R. v. K.W.J., 2012 NWTCA 3: At issue in this appeal was whether the 60-minute trip to the detachment after the accused was arrested and the denial of his request to speak to his wife was a violation of the accused’s Charter right to counsel. The Court of Appeal allowed the appeal, finding that the accused arrived at the detachment within the anticipated period of time and there was no prejudice from the 60-minute trip since the police refrained form questioning during that time and there was no cell phone service available. The Court also found that it was not an obvious inference that the accused’s wish to contact his wife was due to his need for assistance in contacting counsel and further, that the police had no obligation to inquire into why the accused wished to contact his wife. An application for leave to appeal was not filed in this case.
Nunavut Court of Appeal
Yukon Court of Appeal
Ross River Dena Council v. Government of Yukon, 2012 YKCA 14: The Court of Appeal held that there is a duty on the part of the Government of Yukon to consult with the plaintiff First Nation when it allows mineral claims to be recorded on land over which the plaintiff has asserted claims of Aboriginal title and Aboriginal rights. Under the Quartz Mining Act, SY 2003, c 14, an individual can acquire mineral rights by physically staking a claim and then recording it with the Mining Recorder. Once a quartz mining claim is recorded, the claimant is entitled to the minerals within the claim and may conduct certain exploration activities on the land without further authorization and without notice to the Government of Yukon. The government argued that the recording of a quartz mineral claim does not meet the test for the trigger of the duty to consult set out in Haida Nation v. British Columbia (Minister of Forests), 2004 SCC 73 because it is not “contemplated crown conduct,” as the grant of the claim is automatic and without discretion.
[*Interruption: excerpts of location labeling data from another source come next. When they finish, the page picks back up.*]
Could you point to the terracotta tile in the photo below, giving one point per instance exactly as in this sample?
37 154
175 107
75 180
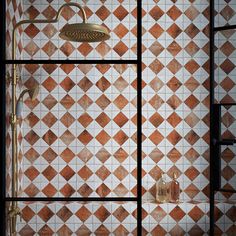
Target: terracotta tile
67 84
49 155
64 230
103 119
45 214
120 137
156 13
156 137
177 214
85 190
64 213
49 48
67 173
45 230
85 119
121 119
49 102
103 84
174 119
103 12
67 190
156 30
174 31
85 155
121 230
103 155
103 173
121 173
49 137
156 119
27 214
191 101
103 102
31 137
49 173
120 12
85 84
67 48
31 30
49 119
174 13
103 137
120 102
85 102
120 48
49 190
31 190
67 101
67 119
32 119
102 213
103 190
174 102
83 213
120 190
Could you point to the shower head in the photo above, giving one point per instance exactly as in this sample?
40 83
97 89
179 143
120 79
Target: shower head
33 93
84 32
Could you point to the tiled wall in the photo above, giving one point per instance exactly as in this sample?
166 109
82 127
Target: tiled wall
79 135
14 13
120 18
78 218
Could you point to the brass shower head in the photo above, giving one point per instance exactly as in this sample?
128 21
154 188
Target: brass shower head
84 32
33 93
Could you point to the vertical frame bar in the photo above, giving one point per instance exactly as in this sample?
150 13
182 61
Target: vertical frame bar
3 118
139 118
212 98
216 152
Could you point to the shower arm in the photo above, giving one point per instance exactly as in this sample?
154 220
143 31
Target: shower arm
44 21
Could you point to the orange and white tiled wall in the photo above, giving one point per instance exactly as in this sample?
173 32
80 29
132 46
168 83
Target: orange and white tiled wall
78 138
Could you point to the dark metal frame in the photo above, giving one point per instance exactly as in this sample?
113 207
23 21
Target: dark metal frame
215 123
137 62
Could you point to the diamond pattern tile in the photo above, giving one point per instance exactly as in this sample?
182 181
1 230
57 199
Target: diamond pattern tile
86 130
119 18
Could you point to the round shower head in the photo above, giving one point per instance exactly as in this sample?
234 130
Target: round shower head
33 93
84 32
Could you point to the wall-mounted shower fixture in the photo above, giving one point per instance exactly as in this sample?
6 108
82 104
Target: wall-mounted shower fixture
33 93
79 32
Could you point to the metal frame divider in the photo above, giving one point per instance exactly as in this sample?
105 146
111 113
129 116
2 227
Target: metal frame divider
138 62
215 123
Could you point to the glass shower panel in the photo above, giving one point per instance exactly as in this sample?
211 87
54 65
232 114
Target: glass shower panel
225 13
225 71
77 218
42 41
78 137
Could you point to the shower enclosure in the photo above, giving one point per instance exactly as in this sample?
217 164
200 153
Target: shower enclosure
104 97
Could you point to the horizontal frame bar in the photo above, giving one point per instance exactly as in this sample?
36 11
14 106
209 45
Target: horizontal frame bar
71 62
226 190
226 142
74 199
222 28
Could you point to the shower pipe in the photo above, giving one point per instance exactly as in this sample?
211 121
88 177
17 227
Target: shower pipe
14 210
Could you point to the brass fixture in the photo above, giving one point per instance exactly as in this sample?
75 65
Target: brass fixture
79 32
84 32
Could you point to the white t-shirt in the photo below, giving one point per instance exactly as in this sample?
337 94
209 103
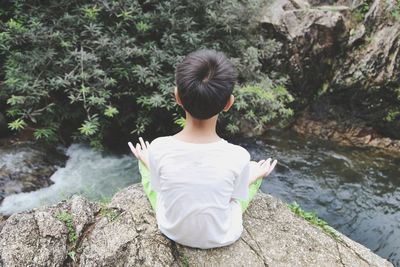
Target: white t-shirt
198 186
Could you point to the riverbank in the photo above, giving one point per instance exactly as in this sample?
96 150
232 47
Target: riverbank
124 233
345 133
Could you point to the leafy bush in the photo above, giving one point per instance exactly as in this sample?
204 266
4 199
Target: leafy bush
90 69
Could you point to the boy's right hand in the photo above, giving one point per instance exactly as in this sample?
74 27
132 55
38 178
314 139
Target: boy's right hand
261 169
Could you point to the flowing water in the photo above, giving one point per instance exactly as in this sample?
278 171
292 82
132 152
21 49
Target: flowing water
355 190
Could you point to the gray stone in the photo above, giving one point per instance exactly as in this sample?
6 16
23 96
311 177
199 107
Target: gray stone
125 233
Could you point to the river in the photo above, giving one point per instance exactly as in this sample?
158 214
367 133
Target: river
355 190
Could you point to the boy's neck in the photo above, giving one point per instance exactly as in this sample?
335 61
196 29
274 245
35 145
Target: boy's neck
199 131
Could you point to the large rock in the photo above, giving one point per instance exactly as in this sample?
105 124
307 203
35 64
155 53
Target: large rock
26 166
310 38
344 57
124 233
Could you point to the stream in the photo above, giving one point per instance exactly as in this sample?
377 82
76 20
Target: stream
356 190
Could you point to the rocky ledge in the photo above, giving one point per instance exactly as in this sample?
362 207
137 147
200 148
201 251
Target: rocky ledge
124 233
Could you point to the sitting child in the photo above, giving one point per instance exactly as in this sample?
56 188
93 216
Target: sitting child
198 183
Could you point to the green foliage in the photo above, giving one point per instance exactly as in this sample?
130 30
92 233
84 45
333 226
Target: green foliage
90 126
181 122
94 67
258 104
67 219
313 219
395 12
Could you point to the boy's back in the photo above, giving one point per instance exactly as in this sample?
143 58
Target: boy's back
196 185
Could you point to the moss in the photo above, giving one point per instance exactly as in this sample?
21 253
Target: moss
313 219
67 219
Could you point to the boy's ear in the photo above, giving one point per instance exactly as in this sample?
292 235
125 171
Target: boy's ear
177 98
229 103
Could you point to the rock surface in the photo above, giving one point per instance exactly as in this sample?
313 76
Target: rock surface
347 134
339 54
124 233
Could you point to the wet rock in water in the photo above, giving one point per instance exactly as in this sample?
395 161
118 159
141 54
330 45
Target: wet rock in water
3 125
26 166
124 233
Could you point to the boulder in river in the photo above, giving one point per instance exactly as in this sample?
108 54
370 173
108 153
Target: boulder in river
125 233
26 166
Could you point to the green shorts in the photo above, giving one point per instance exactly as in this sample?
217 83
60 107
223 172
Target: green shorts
152 195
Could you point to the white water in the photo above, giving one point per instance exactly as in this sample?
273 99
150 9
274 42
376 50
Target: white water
87 172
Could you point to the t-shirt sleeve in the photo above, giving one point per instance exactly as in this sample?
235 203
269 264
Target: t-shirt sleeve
241 189
154 171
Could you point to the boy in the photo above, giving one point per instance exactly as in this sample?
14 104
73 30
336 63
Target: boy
199 183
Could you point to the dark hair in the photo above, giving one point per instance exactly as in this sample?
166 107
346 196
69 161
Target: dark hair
205 80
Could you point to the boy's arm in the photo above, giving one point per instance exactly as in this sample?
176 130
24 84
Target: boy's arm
241 188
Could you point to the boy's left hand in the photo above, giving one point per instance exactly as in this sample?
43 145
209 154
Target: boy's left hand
141 151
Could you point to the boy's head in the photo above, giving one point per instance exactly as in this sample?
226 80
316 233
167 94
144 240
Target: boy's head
205 80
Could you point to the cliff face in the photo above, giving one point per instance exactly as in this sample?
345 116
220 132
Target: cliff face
124 233
343 60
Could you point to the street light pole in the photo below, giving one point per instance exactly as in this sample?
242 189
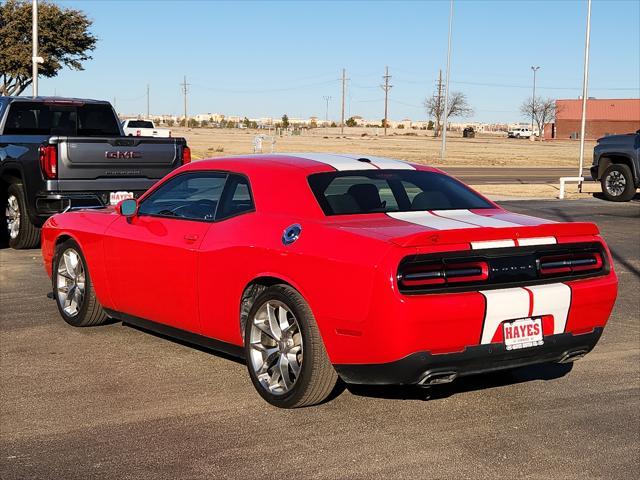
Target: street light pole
34 49
533 99
585 84
446 87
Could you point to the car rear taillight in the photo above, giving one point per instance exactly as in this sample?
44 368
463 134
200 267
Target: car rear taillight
569 263
444 273
48 155
186 155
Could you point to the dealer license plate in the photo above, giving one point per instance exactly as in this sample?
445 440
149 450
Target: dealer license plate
116 197
522 333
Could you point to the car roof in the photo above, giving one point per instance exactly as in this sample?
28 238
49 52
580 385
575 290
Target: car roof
311 162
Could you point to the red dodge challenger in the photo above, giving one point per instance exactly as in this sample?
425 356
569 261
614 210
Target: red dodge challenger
315 267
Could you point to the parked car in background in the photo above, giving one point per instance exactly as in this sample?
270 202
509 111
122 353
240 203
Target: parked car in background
520 132
143 128
616 164
61 153
317 266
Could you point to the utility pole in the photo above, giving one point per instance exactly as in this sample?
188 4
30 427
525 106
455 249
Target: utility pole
446 87
533 100
585 85
34 47
344 86
386 87
327 98
185 90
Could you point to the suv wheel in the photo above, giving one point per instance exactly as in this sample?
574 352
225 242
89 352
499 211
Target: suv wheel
21 232
286 358
617 183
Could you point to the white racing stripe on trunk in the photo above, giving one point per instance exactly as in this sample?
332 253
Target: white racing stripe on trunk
553 299
492 244
524 242
430 220
339 162
503 304
480 220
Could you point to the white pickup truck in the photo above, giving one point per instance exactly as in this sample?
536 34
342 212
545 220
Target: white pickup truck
143 128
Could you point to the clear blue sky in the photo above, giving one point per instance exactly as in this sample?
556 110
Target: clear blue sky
268 58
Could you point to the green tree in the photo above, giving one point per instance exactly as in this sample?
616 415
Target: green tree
64 41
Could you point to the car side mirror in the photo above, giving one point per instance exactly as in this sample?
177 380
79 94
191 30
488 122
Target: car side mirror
128 207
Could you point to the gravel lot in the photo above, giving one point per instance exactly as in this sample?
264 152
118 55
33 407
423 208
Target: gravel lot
117 402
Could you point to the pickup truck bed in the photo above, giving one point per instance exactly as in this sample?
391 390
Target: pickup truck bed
57 154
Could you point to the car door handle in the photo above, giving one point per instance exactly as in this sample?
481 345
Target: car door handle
190 237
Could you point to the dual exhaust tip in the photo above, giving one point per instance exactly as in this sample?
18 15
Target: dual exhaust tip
438 378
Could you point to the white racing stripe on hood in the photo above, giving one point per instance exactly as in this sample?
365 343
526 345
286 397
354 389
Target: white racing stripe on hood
430 220
480 220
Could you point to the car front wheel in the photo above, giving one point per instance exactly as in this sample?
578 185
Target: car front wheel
286 358
617 183
72 287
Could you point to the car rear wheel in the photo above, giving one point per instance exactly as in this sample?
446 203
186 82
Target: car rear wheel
72 287
617 183
19 229
286 358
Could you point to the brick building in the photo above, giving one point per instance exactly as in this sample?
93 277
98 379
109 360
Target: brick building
604 117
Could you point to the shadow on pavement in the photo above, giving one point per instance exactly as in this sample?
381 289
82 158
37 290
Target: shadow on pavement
485 381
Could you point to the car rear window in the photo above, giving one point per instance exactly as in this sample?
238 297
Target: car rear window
32 118
360 192
139 124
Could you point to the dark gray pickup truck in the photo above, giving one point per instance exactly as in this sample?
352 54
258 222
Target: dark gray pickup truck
616 164
60 153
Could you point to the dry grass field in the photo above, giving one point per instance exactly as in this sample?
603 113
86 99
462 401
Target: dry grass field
481 151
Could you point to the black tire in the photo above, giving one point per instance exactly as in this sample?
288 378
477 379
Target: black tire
617 183
89 312
317 378
28 235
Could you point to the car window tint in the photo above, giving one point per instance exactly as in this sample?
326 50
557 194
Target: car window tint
348 193
192 196
237 198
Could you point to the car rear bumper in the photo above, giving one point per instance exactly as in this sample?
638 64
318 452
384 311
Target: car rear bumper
426 368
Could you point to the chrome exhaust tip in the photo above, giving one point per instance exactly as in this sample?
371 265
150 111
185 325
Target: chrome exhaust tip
437 378
573 356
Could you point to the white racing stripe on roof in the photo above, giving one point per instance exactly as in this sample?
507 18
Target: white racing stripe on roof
339 162
387 163
430 220
480 220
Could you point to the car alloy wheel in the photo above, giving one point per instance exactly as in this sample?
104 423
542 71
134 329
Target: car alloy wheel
70 282
615 183
276 347
12 213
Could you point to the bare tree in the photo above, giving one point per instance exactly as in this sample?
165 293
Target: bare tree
458 107
543 111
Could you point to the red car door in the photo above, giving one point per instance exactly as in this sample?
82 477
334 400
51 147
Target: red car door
152 258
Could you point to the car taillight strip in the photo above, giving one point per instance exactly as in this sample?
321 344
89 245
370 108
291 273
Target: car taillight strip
501 267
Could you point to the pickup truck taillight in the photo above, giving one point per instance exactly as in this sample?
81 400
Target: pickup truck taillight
48 155
186 155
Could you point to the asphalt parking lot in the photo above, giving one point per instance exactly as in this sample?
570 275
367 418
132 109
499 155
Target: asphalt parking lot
117 402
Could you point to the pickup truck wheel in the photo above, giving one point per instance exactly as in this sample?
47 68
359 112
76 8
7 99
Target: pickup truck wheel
21 232
617 183
72 287
286 358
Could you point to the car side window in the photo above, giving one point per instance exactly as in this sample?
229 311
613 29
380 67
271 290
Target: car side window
237 197
191 196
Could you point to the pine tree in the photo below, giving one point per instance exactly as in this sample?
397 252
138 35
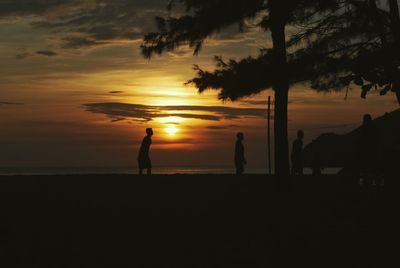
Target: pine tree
273 68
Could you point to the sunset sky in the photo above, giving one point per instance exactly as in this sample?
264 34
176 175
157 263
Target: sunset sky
76 92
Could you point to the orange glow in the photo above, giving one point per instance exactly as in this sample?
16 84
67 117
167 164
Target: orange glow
171 130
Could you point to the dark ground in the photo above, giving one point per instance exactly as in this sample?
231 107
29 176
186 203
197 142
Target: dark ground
189 221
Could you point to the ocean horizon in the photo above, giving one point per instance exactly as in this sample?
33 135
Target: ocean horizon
26 171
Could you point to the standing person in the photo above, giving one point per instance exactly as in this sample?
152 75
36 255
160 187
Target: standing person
240 160
297 151
143 157
368 150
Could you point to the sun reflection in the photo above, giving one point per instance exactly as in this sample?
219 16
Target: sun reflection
171 130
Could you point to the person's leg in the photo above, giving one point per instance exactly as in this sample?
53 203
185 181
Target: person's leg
149 167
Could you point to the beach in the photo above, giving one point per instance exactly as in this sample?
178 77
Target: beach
189 221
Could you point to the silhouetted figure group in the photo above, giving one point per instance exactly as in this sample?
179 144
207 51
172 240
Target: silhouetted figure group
145 162
367 151
366 163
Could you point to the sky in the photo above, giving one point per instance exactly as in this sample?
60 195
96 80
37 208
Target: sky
76 92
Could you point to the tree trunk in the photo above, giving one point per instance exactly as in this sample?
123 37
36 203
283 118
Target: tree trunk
281 87
395 26
395 19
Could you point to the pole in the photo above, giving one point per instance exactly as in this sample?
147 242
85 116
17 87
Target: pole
269 135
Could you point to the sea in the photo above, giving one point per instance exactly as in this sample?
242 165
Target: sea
13 171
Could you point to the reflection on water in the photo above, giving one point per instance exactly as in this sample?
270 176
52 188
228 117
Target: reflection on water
133 170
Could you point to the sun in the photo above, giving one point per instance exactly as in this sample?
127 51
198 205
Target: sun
171 130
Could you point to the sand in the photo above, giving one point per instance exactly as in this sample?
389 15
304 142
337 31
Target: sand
189 221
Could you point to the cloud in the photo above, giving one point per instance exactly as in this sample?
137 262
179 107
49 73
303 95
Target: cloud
221 127
147 113
47 53
23 55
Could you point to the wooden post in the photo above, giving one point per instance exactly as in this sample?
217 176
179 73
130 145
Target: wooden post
269 136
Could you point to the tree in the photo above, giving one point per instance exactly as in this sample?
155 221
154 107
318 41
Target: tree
360 47
204 18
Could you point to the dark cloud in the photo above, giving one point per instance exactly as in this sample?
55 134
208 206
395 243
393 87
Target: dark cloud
255 102
46 53
23 55
147 113
12 8
221 127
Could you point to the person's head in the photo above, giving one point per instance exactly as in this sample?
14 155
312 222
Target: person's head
300 134
367 118
240 136
149 132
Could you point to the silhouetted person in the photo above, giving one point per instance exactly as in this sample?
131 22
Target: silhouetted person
296 156
316 165
367 149
143 157
240 160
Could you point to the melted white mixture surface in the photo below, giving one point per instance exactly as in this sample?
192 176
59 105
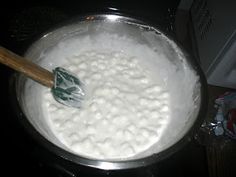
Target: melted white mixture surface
124 112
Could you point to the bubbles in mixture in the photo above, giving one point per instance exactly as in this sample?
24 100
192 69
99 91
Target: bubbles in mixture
123 114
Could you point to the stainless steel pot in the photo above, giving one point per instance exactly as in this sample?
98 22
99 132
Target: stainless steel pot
31 116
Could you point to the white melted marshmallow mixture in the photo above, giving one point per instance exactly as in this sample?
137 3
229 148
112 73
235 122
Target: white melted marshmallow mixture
127 106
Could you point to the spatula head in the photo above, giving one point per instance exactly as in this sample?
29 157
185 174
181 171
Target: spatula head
67 89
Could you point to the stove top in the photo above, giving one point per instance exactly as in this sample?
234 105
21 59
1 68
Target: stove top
23 23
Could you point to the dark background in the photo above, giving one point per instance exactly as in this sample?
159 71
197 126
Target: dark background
21 23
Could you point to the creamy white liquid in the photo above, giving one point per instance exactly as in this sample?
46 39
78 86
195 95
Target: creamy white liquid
123 114
138 101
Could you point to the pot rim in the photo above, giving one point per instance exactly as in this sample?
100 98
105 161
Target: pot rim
109 164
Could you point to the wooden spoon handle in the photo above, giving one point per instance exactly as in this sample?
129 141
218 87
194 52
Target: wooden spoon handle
26 67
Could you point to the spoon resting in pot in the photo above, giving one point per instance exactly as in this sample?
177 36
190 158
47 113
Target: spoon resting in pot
65 87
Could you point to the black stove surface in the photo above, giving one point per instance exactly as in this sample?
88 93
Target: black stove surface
21 23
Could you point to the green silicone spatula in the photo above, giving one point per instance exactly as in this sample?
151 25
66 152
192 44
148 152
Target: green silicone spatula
65 87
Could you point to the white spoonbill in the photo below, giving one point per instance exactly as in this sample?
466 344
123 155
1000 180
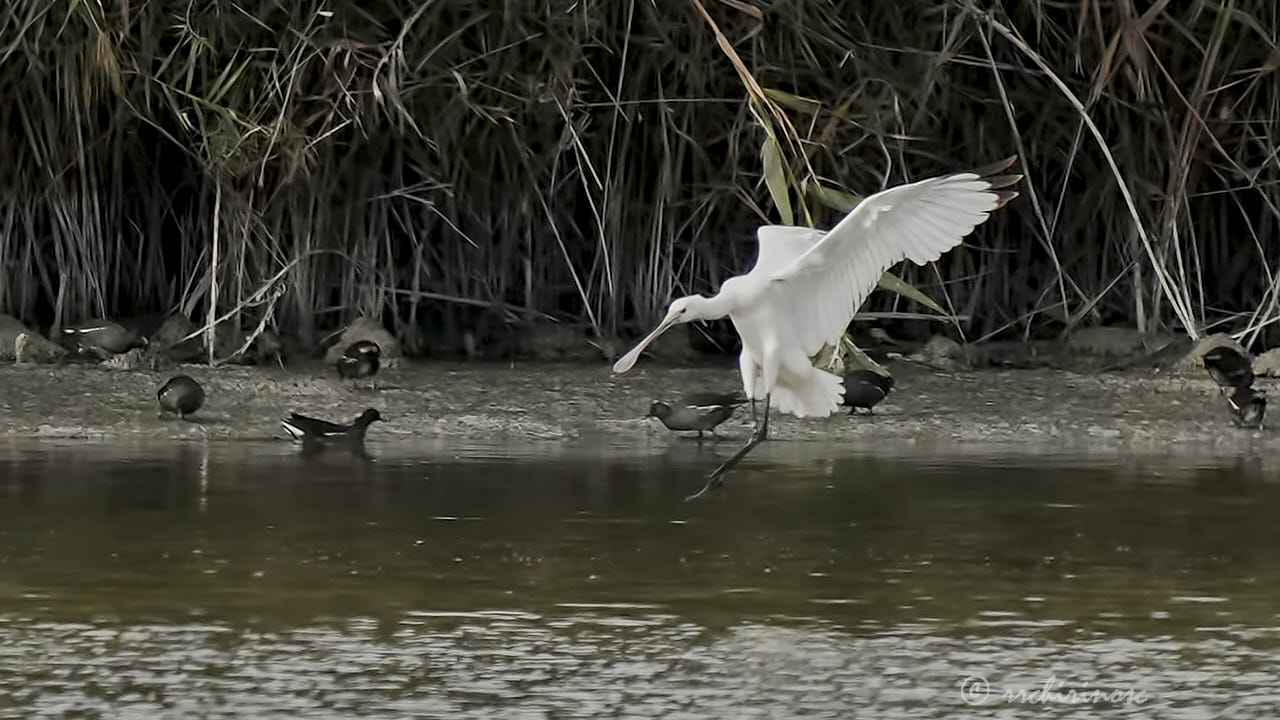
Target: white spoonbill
807 285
The court notes that there is some discretion in the Act. Further, the failure of the Crown to provide any discretion in the recording of mineral claims under the Act‘s regime is the source of the problem and is a clear disregard of the honour of the crown. In order for the Crown to meet its constitutional obligations, it must develop a regime that provides for consultation which accords with the nature and strength of the Aboriginal rights or title claim and with the extent to which proposed activities may interfere with claimed Aboriginal interests. Application for leave to appeal to the Supreme Court was dismissed with costs on September 19, 2013.